EUA: Escolas precisarão da permissão dos pais para mencionar pessoas LGBTQ nas aulas de história do Arizona

A legislatura do Arizona aprovou na ultima Quarta Feira uma lei que exigiria permissão dos pais antes de qualquer discussão escolar sobre pessoas LGBTQ ou HIV.

“Os pais não devem se preocupar com o que as escolas estão ensinando aos seus filhos sobre sexualidade humana e identidade de gênero”, disse a senadora Nancy Barto (R), que patrocinou o projeto de lei no Senado estadual.

Legisladores republicanos aprovaram. Mas terá que ser aprovada pelo governador republicano

A S.B. 1456 passou no Senado, e a Câmara do Arizona votou a favor na quarta-feira em uma votação de 31-28 ao longo das linhas partidárias. Agora vai para o Gov.
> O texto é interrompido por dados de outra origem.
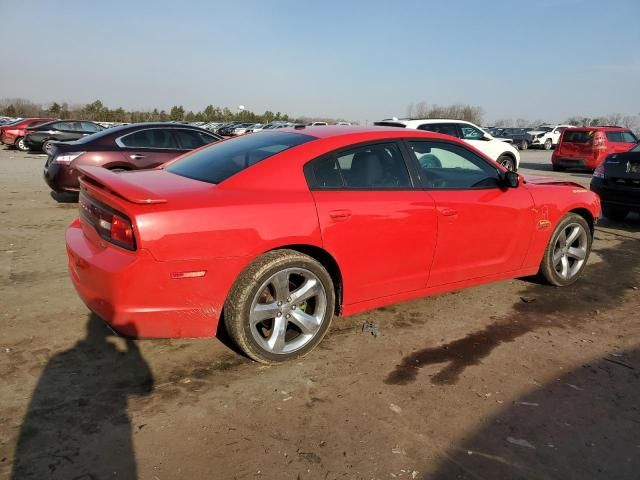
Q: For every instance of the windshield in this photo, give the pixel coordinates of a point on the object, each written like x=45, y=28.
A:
x=220, y=161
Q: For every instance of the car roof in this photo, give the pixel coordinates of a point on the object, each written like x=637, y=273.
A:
x=334, y=131
x=604, y=128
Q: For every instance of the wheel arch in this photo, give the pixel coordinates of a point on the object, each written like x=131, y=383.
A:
x=327, y=261
x=587, y=215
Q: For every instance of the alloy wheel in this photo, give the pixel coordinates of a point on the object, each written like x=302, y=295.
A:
x=570, y=251
x=288, y=310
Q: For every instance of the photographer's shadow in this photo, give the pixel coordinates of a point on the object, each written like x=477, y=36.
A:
x=77, y=425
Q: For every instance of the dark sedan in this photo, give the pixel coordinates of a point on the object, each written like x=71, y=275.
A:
x=617, y=182
x=42, y=136
x=129, y=147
Doug Ducey (R).

O projeto de lei exige permissão dos pais para optar por estudantes em qualquer discussão sobre pessoas LGBTQ ou HIV, tomando uma posição mais dura sobre o assunto do que alguns estados que permitem que os pais optem por sair. Apenas cinco outros estados têm requisitos de opt-in para educação sexual, e o projeto de lei do Arizona exigirá “um duplo opt-in” para a educação sexual que menciona pessoas LGBTQ, de acordo com a AP.
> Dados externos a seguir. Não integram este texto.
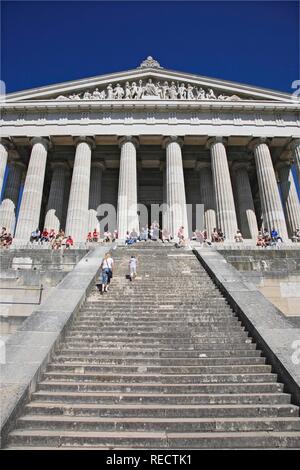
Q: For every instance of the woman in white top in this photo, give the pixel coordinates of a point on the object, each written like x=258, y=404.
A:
x=107, y=267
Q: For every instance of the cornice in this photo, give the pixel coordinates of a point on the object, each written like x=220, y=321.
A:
x=132, y=105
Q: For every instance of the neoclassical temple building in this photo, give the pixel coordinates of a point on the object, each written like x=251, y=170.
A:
x=149, y=136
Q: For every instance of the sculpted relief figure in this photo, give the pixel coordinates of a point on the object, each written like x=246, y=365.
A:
x=118, y=92
x=173, y=91
x=190, y=93
x=210, y=95
x=140, y=92
x=96, y=94
x=182, y=91
x=87, y=95
x=134, y=91
x=201, y=94
x=164, y=91
x=110, y=92
x=150, y=88
x=127, y=91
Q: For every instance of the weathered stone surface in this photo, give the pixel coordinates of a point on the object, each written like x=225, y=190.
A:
x=39, y=334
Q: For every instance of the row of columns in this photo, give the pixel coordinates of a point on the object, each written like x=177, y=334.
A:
x=216, y=192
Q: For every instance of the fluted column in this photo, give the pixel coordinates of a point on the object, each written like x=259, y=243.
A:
x=95, y=195
x=53, y=217
x=207, y=196
x=226, y=215
x=66, y=199
x=30, y=208
x=165, y=213
x=176, y=198
x=77, y=216
x=127, y=217
x=272, y=210
x=295, y=147
x=289, y=195
x=11, y=195
x=245, y=205
x=3, y=163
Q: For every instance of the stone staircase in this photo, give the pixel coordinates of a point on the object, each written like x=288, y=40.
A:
x=160, y=362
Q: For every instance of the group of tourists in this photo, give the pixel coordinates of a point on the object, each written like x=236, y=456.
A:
x=266, y=238
x=5, y=238
x=55, y=240
x=108, y=237
x=107, y=269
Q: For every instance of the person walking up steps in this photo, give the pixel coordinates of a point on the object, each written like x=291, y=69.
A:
x=132, y=267
x=107, y=267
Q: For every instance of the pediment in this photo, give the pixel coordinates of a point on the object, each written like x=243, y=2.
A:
x=148, y=83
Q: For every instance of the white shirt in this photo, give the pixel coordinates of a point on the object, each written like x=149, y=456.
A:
x=108, y=263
E o projeto de lei não se limita à educação sexual, mas inclui qualquer instrução que mencione “orientação sexual, identidade de gênero ou expressão de gênero”, que poderia incluir aulas de história ou discussões anti-bullying.

As escolas também têm que disponibilizar qualquer instrução sobre pessoas LGBTQ para que os pais tenham duas semanas para revisá-la antes de dar aos seus filhos permissão para ouvi-la.

Os críticos chamaram o projeto de lei de discriminatório.

“De certa forma, é uma maneira subliminar de tentar colocar a legislação anti-homossexual, dizendo que você não pode falar ou falar sobre isso nas escolas”, disse Alison Macklin, da organização SIECUS: Sex Ed for Social Change. “Nunca chegaríamos a esse tipo de legislação em torno de outros movimentos históricos.”

Ela disse que os pais já têm a chance de revisar materiais de educação sexual no estado quando estão sendo aprovados para uso.

Legisladores democratas disseram que a nova lei é como a antiga lei “No Promo Homo” do estado que foi forçada a revogar em 2019 sob ameaça de litígio federal.

A lei de 1991 proibiu a educação sexual que “promove um estilo de vida homossexual”, “retrata a homossexualidade como um estilo de vida alternativo positivo”, ou “sugere que alguns métodos de sexo são métodos seguros de sexo homossexual”.

A deputada Jacqueline Parker (R) defendeu o projeto de lei, dizendo que “nenhum direito está sendo negado a nenhum grupo de pessoas”. Ela comparou a existência de pessoas LGBTQ a “um filme r-rated”, que também requer permissão dos pais no estado.

“Se os pais negaram permissão, fomos para outro quarto e fizemos nosso dever de casa para aquele dia”, disse Parker. “Não foi realmente grande coisa.”

Os democratas também disseram que exigir que os pais optem por instruções sobre o HIV colocaria a saúde dos alunos em risco.

“Isso realmente leva a mais doenças sexualmente transmissíveis”, disse o representante Amish Shah (D).

Além disso, criticaram o fato de que o projeto de lei eleva o nível de nota onde a educação sexual pode começar da primeira série para a quinta série, dizendo que seria difícil para as crianças denunciarem abuso sexual.

“A quinta série é absolutamente tarde demais para muitas dessas crianças”, disse a representante Jennifer Jermaine (D). “É tarde demais para eles aprenderem bom toque/toque ruim porque já foram molestados, já foram abusados.”